To restate our main points: these studies address an urgent need in the countries in which they are being conducted and have been developed with extensive in-country participation. The studies are being conducted according to widely accepted principles and guidelines in bioethics. And our decisions to support these trials rest heavily on local support and approval. In a letter to the NIH dated May 8, 1997, Edward K. Mbidde, chairman of the AIDS Research Committee of the Uganda Cancer Institute, wrote:
These are Ugandan studies conducted by Ugandan investigators on Ugandans. Due to lack of resources we have been sponsored by organizations like yours. We are grateful that you have been able to do so. . . . There is a mix up of issues here which needs to be clarified. It is not NIH conducting the studies in Uganda but Ugandans conducting their study on their people for the good of their people.
The scientific and ethical issues concerning studies in developing countries are complex. It is a healthy sign that we are debating these issues so that we can continue to advance our knowledge and our practice. However, it is essential that the debate take place with a full understanding of the nature of the science, the interventions in question, and the local factors that impede or support research and its benefits.
1. Lane P. Wolfe SM. Unethical trials of interventions to reduce perinatal transmission of the human immunodeficiency virus in developing countries. N Engl J Med 1997;337:855–6.

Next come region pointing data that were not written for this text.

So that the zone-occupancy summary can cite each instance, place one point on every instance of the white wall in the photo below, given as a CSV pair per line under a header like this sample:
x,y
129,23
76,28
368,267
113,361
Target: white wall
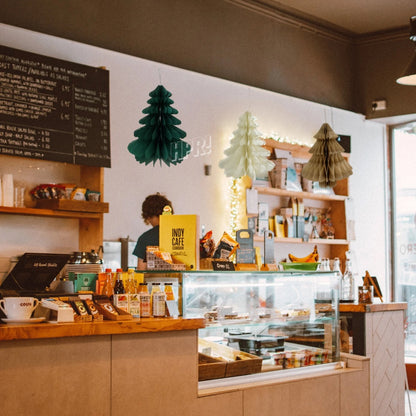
x,y
209,109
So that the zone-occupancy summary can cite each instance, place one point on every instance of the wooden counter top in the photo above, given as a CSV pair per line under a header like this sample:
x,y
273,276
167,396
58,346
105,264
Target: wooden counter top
x,y
373,307
51,330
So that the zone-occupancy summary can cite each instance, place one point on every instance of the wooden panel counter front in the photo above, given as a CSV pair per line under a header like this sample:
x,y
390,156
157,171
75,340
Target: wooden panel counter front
x,y
60,330
149,367
378,333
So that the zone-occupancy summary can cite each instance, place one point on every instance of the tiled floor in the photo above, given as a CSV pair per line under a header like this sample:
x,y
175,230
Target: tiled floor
x,y
410,408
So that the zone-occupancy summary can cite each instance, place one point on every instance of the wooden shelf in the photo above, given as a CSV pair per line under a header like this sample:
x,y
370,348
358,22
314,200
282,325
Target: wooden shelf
x,y
300,241
335,202
10,332
50,213
299,194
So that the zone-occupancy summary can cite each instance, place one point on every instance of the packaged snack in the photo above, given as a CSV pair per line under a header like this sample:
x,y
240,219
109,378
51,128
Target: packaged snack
x,y
206,246
92,195
225,248
78,194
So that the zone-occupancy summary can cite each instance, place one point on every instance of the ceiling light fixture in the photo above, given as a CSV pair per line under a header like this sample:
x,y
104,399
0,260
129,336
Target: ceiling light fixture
x,y
409,75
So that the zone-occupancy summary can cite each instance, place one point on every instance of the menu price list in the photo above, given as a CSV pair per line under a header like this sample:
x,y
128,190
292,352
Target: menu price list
x,y
53,109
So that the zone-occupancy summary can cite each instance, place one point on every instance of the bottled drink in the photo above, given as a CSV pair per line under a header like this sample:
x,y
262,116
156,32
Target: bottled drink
x,y
119,286
336,268
325,265
108,284
120,298
145,308
348,283
169,291
158,301
130,284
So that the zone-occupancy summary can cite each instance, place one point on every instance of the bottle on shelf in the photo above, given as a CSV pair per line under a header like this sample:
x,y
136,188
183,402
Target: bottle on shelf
x,y
108,284
120,298
348,285
169,295
324,267
119,285
145,304
337,268
130,282
158,301
169,291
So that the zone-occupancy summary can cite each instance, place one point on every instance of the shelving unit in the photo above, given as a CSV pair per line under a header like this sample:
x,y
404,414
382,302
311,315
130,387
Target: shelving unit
x,y
90,221
334,247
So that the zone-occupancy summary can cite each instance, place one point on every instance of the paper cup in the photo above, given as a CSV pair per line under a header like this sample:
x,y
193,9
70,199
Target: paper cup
x,y
18,307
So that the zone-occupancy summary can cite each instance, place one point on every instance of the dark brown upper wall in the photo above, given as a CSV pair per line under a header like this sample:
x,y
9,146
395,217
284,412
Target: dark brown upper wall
x,y
380,63
216,38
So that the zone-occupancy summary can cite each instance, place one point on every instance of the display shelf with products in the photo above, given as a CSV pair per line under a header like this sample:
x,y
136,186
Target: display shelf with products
x,y
333,201
90,177
288,319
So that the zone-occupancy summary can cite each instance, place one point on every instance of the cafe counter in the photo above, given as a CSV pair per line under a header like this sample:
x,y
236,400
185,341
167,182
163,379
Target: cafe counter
x,y
149,366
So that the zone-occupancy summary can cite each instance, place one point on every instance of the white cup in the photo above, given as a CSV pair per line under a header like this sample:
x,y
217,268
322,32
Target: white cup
x,y
18,307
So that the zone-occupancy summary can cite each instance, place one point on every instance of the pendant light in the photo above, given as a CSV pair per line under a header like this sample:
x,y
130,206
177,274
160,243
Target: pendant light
x,y
409,75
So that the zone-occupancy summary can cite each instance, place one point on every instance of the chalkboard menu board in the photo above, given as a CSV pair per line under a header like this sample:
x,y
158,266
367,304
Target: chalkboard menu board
x,y
53,109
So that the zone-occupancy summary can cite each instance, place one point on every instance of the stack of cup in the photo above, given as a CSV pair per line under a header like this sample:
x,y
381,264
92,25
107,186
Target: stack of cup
x,y
8,190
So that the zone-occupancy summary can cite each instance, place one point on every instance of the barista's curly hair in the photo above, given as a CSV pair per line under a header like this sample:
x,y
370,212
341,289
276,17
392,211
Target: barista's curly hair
x,y
153,205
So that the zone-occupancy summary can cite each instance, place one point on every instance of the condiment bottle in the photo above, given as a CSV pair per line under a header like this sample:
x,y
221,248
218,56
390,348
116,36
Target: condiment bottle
x,y
325,265
119,286
347,283
158,301
145,304
130,283
120,298
108,284
169,291
336,268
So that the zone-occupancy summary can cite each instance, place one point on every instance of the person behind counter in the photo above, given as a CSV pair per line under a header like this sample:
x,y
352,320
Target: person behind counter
x,y
152,207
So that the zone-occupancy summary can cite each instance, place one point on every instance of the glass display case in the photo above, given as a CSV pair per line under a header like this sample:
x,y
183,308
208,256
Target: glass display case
x,y
287,319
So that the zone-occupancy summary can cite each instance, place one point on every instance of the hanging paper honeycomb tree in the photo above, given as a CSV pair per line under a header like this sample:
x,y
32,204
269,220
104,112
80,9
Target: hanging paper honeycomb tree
x,y
246,155
159,138
326,165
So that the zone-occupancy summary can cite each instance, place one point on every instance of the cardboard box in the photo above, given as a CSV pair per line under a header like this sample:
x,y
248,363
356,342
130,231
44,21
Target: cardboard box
x,y
179,236
237,363
278,175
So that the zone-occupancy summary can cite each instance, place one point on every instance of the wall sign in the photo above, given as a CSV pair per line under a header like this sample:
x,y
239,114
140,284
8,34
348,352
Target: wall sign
x,y
53,109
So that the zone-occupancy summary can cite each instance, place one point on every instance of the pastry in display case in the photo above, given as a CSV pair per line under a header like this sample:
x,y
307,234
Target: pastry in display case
x,y
285,319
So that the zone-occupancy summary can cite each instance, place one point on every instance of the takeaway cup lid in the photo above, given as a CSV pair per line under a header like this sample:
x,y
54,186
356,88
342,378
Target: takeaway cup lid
x,y
35,271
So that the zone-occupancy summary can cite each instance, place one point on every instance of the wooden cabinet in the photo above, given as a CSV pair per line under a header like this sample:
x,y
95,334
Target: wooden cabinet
x,y
277,198
90,222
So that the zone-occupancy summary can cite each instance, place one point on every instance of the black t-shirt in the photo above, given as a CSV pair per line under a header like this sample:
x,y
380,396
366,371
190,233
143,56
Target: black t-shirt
x,y
148,238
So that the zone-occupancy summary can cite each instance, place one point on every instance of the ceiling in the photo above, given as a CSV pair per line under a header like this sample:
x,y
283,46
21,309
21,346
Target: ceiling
x,y
352,17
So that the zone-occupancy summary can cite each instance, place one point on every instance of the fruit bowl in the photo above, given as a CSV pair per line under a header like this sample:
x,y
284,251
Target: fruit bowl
x,y
310,266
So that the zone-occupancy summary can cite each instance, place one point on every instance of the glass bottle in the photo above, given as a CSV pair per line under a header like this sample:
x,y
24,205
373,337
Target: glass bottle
x,y
169,291
130,283
120,298
325,265
348,283
108,284
145,304
336,268
158,301
119,286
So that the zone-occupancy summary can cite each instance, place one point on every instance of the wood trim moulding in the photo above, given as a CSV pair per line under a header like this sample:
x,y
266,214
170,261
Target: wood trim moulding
x,y
295,18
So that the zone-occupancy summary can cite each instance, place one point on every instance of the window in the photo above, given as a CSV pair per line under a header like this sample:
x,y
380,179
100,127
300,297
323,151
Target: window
x,y
403,175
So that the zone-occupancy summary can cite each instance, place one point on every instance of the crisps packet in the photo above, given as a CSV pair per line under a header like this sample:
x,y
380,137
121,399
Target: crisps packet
x,y
206,246
226,247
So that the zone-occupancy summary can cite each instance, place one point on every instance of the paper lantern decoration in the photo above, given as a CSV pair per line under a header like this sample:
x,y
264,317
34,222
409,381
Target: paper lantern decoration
x,y
326,165
246,155
159,138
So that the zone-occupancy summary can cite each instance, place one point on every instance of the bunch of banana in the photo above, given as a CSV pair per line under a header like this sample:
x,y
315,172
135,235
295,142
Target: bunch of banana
x,y
310,258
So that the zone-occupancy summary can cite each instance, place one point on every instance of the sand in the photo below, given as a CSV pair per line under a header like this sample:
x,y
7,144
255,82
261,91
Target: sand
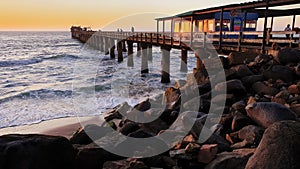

2. Angell M. The ethics of clinical research in the third world. N Engl J Med 1997;337:847–9.
3. National Commission for the Protection of Human Subjects of Biomedical and Behavioral Research. Belmont reports ethical principles and guidelines for the protection of human subjects of research. Washington, D.C., Government Printing Office, 1988. GPO 887–809.
4. World Medical Association Declaration of Helsinki. Adopted by the 18th World Medical Assembly, Helsinki, 1964, as revised by the 48th World Medical Assembly, Republic of South Africa, 1996.
5. The conduct of clinical trials of maternal-infant transmission of HIV supported by the United States Department of Health and Human Services in developing countries. Washington, D.C.: Department of Health and Human Services, July 1997.
6. Recommendations from the meeting on mother-to-infant transmission of HIV by use of antiretrovirals. Geneva, World Health Organization, June 23–25, 1994.